District Attorney Thien Ho Focuses on HomelessnessOct 27, 2023 02:14PM ● By Patrick Editor
District Attorney Thien Ho stands in front of five Oakridge High School students who attended the October Rancho Cordova Luncheon. The students (all 17 years old) from left are: Josh Mulert, Nathan Enney, Wil Gunter, Brock Fowler, and Bryson Elliott. “The project was to go to a civic event,” said Fowler. “We found this one and thought it would be a great opportunity to learn about government and how some things work.” Photo by Margaret Snider
RANCHO CORDOVA, CA (MPG) - Newly elected Sacramento County District Attorney Thien Ho started his talk at the Rancho Cordova luncheon with a quotation from Winston Churchill. “You make a living by what you get, but you make a life by what you give.”
Ho has been a prosecutor for 22 years. “I became a prosecutor because I wanted to give back to the community,” Ho said.
Ho related the moving story of his family’s escape from communist persecution in Vietnam. Another 40 refugees accompanied them on a boat, which started out being nearly discovered by a military guard, which would have meant death. Afloat on the open sea for weeks, they ran out of gas, food, and water before being rescued by a merchant ship. A refugee camp became their home for six months.
“We were sponsored in this country by a local church over in Stockton . . .” Ho said. “Twenty years later, I was in law school . . . This country gave my family everything we could ever ask for.”
In talking about the homeless situation in Sacramento County, Ho focused on those unhoused for more than a year. “When we’re talking about the quantity of homeless, 8 out of 10 suffer from mental health and drug issues,” Ho said. Ho has asked the City to institute a daytime camping ban across the City, and to set up locations where people who are homeless can store their property during the day with centers where they can seek treatment.
Though he would not discuss
his lawsuit against the City of Sacramento, he did give a hypothetical
situation which helps to understand his point of view. Say a person owns a
piece of private property in the City of Sacramento and allows human
trafficking, drug use, and other crimes to occur there.
The City of Sacramento sends him a letter, saying, “You can’t let the garbage, the urine, the feces, the cockroaches, the open-air fires, be on your property,” Ho said. “You have to clean it up.” The City gives the person time to do it. “If he doesn’t, he gets another warning that he will be criminally prosecuted or civilly sued if he doesn’t act.
The City will send a questionnaire to people who live and work around that property, asking if there are consequences that affect the community. If so, it’s a public nuisance, which is a crime.
If the person still doesn’t act, the City will proceed to prosecute or sue him to get him to clean up his property. “That is the premise, the City does that to you and me,” Ho said. Ho flipped it by suing the City. “The City has an ordinance that camping is allowed around City Hall at night, but not in the daytime. “They instituted that . . . But they wouldn’t extend that same protection to the rest of the City.”

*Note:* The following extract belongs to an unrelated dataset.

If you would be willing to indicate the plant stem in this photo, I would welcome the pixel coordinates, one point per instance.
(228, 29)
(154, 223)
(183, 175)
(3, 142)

The D.A.’s office sent the community a survey regarding 16 encampments throughout the City. Within a matter of days, they received over 1,600 responses, with many being “disturbing and appalling.”
Ho wants to institute in Sacramento specific things to help alleviate the homeless crisis. For one, he would like to emulate the system the City of San Diego has for accounting for shelter beds.
In San Diego, every morning at a certain time, if you run a shelter, you have to follow a certain protocol. If you are getting money from either the City or the County in San Diego, you have to report on a computer system how many shelter beds are available at that given time.
“Why can’t we take that same principle and tie it to our nonprofits that are running these shelters?” Ho said. “Every morning at 7 a.m. they put that information in. That information is then available to the navigators, to the health care providers, to the advocates and to law enforcement.”
Another program is assembly member Kevin McCarty’s Prop 1360, passed by the legislature and signed by the governor. It is a pilot program in Yolo and Sacramento Counties. On certain nonviolent offenses, if the defense can show that the individual committed a nonviolent crime because of a drug addiction issue, “we put them in a soft lockdown facility, instead of going to jail,” Ho said. If they complete that program successfully the nonviolent charge is dismissed and expunged from the record.
The idea is to get them back on their feet, address the underlying issue of drugs . . . rather than have the revolving door again and again without any effect.” The County needs a location for the facility, and funding.
“So there are some ideas that we’re working on,” Ho said.